Odds ratios for SGA in the bariatric surgery group were 3.94 compared to the morbid obesity group (p<0.01) and 2.25 compared to the obese group (p=0.06).
There were also a "surprisingly high" number of prenatal deaths in the bariatric surgery group (four vs one in the morbidly obese group and none in the obese group). All deaths involved "normally grown foetuses" between 22 and 40 weeks gestation. Their mothers had no evidence of hypertensive disorders of pregnancy or diabetes, and no significant pre-existing medical comorbidities.
Three were preterm deliveries, one with cervical insufficiency at 22.5 weeks; this patient was the only patient who conceived within one year of her surgery. The fourth was a term intrauterine foetal demise without a laboratory or pathologic diagnosis, the clinicians report.
Bariatric surgery recommended for obese women
Commenting on the prenatal mortality data, Dr Lesko said: "It hasn't been described in other similar studies so it may be a random finding. Additionally, it did not remain significant when we controlled for other maternal characteristics, except in the comparison of bariatric surgery patients with obese controls, but it was barely so, with wide confidence intervals, making it statistically less powerful."
"Furthermore," she continued, "our study population was mostly gastric bypass, and these findings may not bear out in a population of reproductive-age women who are currently more likely to receive lap-bands, since they are purely restrictive and not malabsorptive in their mechanism, thus making their nutrition status more optimal. We believe that more studies would have to be done to determine if it is a true risk."

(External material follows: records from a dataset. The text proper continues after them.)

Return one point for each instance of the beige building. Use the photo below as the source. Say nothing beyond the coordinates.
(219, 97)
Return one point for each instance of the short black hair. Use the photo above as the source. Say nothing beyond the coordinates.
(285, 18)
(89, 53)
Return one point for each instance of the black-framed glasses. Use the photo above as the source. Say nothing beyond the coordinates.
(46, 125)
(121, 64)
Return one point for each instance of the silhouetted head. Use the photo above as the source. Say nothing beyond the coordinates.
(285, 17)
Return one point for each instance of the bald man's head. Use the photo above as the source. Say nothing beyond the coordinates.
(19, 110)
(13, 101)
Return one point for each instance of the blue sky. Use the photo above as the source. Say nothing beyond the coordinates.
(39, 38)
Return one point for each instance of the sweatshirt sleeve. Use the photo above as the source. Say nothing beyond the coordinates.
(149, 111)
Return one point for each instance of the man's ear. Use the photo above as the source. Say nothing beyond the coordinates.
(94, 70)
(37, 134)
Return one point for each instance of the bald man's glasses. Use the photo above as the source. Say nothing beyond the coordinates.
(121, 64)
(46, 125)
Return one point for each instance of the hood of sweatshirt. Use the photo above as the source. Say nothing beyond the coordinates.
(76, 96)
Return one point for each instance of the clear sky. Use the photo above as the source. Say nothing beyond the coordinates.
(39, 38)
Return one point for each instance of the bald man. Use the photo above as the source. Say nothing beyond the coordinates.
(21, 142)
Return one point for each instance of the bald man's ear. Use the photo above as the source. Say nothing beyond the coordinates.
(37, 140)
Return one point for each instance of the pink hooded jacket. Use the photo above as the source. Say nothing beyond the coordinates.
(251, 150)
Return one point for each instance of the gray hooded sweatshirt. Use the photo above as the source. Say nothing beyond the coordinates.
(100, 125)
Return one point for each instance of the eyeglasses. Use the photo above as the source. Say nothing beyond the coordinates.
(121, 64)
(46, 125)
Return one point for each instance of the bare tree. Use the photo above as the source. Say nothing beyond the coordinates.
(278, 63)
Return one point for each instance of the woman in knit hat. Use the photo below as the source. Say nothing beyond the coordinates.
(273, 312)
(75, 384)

Dr Lesko and Dr Peaceman conclude in their paper, "In general, patients may be reassured that there are significant health benefits of bariatric surgery before pregnancy, but they also should be cautioned that there may be consequences for the pregnancy and the foetus."
They added, "With the numbers of women of reproductive age seeking weight loss surgery increasing, it is important to consider the physiologic consequences of both restrictive and malabsorptive procedures and to work closely with patients and their surgeons to optimise both pre-pregnancy and gestational nutritional status."
"We would recommend bariatric surgery for young obese and morbidly obese women who are interested in becoming pregnant, because we found that it lowers their risks of gestational diabetes in pregnancy. We would also recommend waiting at least a year after surgery before conceiving," Dr Lesko said.